Maintenant que l’humain, grâce à la technoscience, a réussi à modifier son environnement et à le soumettre presque entièrement à son contrôle, il ne lui reste plus qu’à appliquer cette même technoscience à un phénomène biologique naturel qui n’a physiquement pas évolué depuis des centaines d’années : lui-même. L’humain ayant, semble-t-il, plafonné dans son développement naturel, certains prétendent qu’il doit désormais déterminer lui-même la direction de son évolution. C’est la prémisse de base de la posthumanité, mouvement né de la rencontre de la science, de la technoscience et de la science-fiction. Antoine Robitaille, journaliste, livre dans Le nouvel homme nouveau les résultats de son enquête à propos de ce mouvement.
La recherche et développement en technosciences est arrivée à des résultats parfois au-dessus de l’entendement humain, permettant de pallier certains dysfonctionnements du corps humain. Il suffit de penser au stimulateur cardiaque, ou pacemaker, pour s’en convaincre. Toutefois, à propos de la question des limites à ne pas franchir, les adeptes du mouvement posthumaniste ont une réponse bien arrêtée : pas avant d’être immortel. Car c’est de cela qu’il s’agit avec cette approche : réussir à ralentir le processus naturel du vieillissement en modifiant la génétique de l’humain de façon à ce que l’expression « mort naturelle » n’appartienne plus qu’à l’histoire ancienne. Pour mieux comprendre les tenants et aboutissants de ce mouvement, Robitaille présente des entrevues avec certains penseurs influents de ce milieu ainsi qu’un compte-rendu d’un colloque organisé à Toronto par la World Transhumanist Association.
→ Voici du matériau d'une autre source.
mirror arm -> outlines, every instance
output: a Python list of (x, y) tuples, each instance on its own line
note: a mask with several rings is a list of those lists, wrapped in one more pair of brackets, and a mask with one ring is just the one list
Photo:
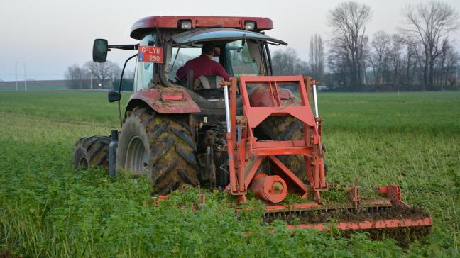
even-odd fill
[[(120, 82), (119, 82), (119, 94), (120, 94), (120, 99), (119, 99), (119, 120), (120, 120), (120, 126), (123, 126), (123, 121), (121, 120), (121, 105), (120, 104), (120, 101), (121, 100), (121, 83), (123, 82), (123, 74), (124, 74), (125, 68), (126, 68), (126, 64), (128, 61), (131, 60), (133, 57), (137, 57), (137, 53), (131, 56), (129, 58), (125, 61), (124, 64), (123, 65), (123, 69), (121, 70), (121, 76), (120, 77)], [(133, 88), (133, 91), (134, 89)]]
[(136, 45), (109, 45), (109, 50), (111, 48), (116, 48), (124, 50), (137, 50), (139, 47), (139, 44)]

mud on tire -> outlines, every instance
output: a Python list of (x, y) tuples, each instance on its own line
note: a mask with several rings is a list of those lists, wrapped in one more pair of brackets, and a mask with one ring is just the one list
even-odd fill
[(74, 168), (87, 169), (96, 165), (108, 169), (109, 144), (110, 138), (106, 136), (84, 137), (77, 140), (74, 148)]
[[(292, 116), (271, 116), (257, 128), (256, 134), (259, 140), (302, 140), (303, 124)], [(322, 146), (326, 150), (325, 146)], [(307, 181), (305, 163), (302, 155), (277, 155), (278, 158), (303, 181)], [(324, 163), (327, 172), (327, 164)]]
[(196, 145), (192, 129), (180, 115), (158, 114), (147, 108), (129, 111), (116, 150), (117, 170), (147, 174), (153, 194), (167, 194), (198, 185)]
Tout au long de cet ouvrage, on constate avec fascination à quel point la technologie est autojustificative, comme si elle pouvait être l’unique solution à tous les problèmes. Pour contrebalancer le discours des posthumanistes et leur désir de toute-puissance, Robitaille présente, à la fin de son livre, une entrevue réalisée avec le biochimiste Leon Kass. L’universitaire introduit en quelques mots l’urgence d’une réflexion en bioéthique afin de penser globalement les rapports entre progrès humain et progrès technique. Mais surtout, il souligne l’idée fondamentale que c’est la finitude de l’humain qui lui permet de réaliser de grandes choses. Une enquête à la fois fascinante et dérangeante.